Due avvenimenti hanno scosso la Germania in questo semestre. Il primo è la morte di Helmut Kohl. Si è spento all’etá di 87 anni Helmut Kohl, il cancelliere della riunificazione della Germania e uno dei principali artefici dell’Europa unita. “Helmut Kohl ha cambiato in modo decisivo anche la mia vita” ha dichiarato Angela Merkel, commentando la notizia. La cancelliera ha quindi aggiunto “Sono personalmente riconoscente a Kohl, tutti noi possiamo essergli riconoscenti per quello che in tanti anni ha fatto per noi tedeschi e il nostro Paese”. Poi, c’è stata lì’approvazione della legge sul matrimonio egualitario. Il Bundestag tedesco ha approvato un progetto di legge che istituisce il matrimonio omosessuale nel paese e che permette dunque alle persone dello stesso sesso di adottare dei bambini: 393 deputati hanno votato a favore, 226 contro e in quattro si sono astenuti. Il voto era palese e dalle immagini si vede che Angela Merkel ha votato no: il suo voto contrario è stato poi confermato in un comunicato stampa in cui la cancelliera dice che «Il matrimonio è tra un uomo e una donna» e che spera comunque che la nuova legge porterà a una maggiore coesione sociale. Il testo della proposta approvata dalla camera bassa stabilisce che «il matrimonio è stipulato a vita tra due persone di sesso diverso o dello stesso sesso» e prima di entrare in vigore – si prevede entro la fine dell’anno – dovrà essere confermato dalla camera alta del Parlamento.

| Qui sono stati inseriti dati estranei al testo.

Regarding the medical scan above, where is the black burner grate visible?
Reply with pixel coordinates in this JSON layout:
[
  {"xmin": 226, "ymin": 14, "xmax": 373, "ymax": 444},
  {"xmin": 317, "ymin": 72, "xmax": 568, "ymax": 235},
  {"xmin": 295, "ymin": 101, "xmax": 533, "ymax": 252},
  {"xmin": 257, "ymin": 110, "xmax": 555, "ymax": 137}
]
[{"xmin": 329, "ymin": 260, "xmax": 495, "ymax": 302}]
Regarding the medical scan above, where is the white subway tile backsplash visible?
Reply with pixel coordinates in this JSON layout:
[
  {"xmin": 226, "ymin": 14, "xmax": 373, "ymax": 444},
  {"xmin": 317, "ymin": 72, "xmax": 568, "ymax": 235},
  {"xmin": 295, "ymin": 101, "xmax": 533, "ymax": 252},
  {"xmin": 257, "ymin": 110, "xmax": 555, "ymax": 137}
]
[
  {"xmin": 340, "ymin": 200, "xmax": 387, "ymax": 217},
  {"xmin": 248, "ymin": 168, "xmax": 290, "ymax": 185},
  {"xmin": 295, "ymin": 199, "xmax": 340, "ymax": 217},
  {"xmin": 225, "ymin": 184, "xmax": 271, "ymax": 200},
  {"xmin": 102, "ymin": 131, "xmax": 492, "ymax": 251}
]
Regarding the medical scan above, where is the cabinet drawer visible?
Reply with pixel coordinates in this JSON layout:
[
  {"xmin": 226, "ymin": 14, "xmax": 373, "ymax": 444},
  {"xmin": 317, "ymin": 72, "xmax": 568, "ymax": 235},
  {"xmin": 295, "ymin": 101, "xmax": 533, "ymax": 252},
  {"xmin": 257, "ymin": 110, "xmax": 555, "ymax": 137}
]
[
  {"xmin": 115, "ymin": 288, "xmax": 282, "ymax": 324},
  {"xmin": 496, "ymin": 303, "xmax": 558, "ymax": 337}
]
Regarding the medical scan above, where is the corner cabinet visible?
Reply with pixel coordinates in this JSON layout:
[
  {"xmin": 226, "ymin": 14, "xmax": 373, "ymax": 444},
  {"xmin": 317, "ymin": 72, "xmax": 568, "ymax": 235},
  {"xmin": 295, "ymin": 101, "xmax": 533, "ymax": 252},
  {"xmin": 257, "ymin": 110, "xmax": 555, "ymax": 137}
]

In Italia La Camera approva in via definitiva la conversione in legge del decreto Minniti sui migranti (con 240 si, 176 no e 12 astenuti), Mdp vota contro. Il decreto prevede creazione di nuovi Centri di permanenza per il rimpatrio nelle Regioni (per un totale di 1600 posti), eliminazione di un grado di giudizio per i ricorsi, riduzione dei tempi per richiesta d’asilo e la possibilità per i richiedenti di svolgere lavori di pubblica utilità gratuiti e volontari. Stanziati 19 milioni per garantire l’esecuzione delle espulsioni. Il decreto prevede la creazione del Comitato metropolitano per l’analisi delle tematiche di sicurezza urbana relative alla città metropolitana, il daspo urbano, nuove norme contro spaccio stupefacenti, nuove norme contro parcheggiatori abusivi e la possibilità per il giudice di disporre l’obbligo di ripristino dei luoghi per chi agisce contro il decoro urbano.
Eurofestival 2017. Ha vinto quindi il Portogallo con Salvador Sobral in “Amor pelos dois” una canzone veramente terribile; al secondo posto un diciasettenne bulgaro, tal Kristian Kostov con “Beautiful Mess”, la cui canzone, però, era almeno carina. Due dei tre premi collaterali “Artistic awars” e “composer award” sono andati al Portogallo; mentre il solo premio della sala stampa “Press award” è stata una consolazione per il nostro Gabbani (che diciamolo, si è anche esibito bene). Buona prestazione dell’Italia con Francesco Gabbani in “Occidentali’s karma”.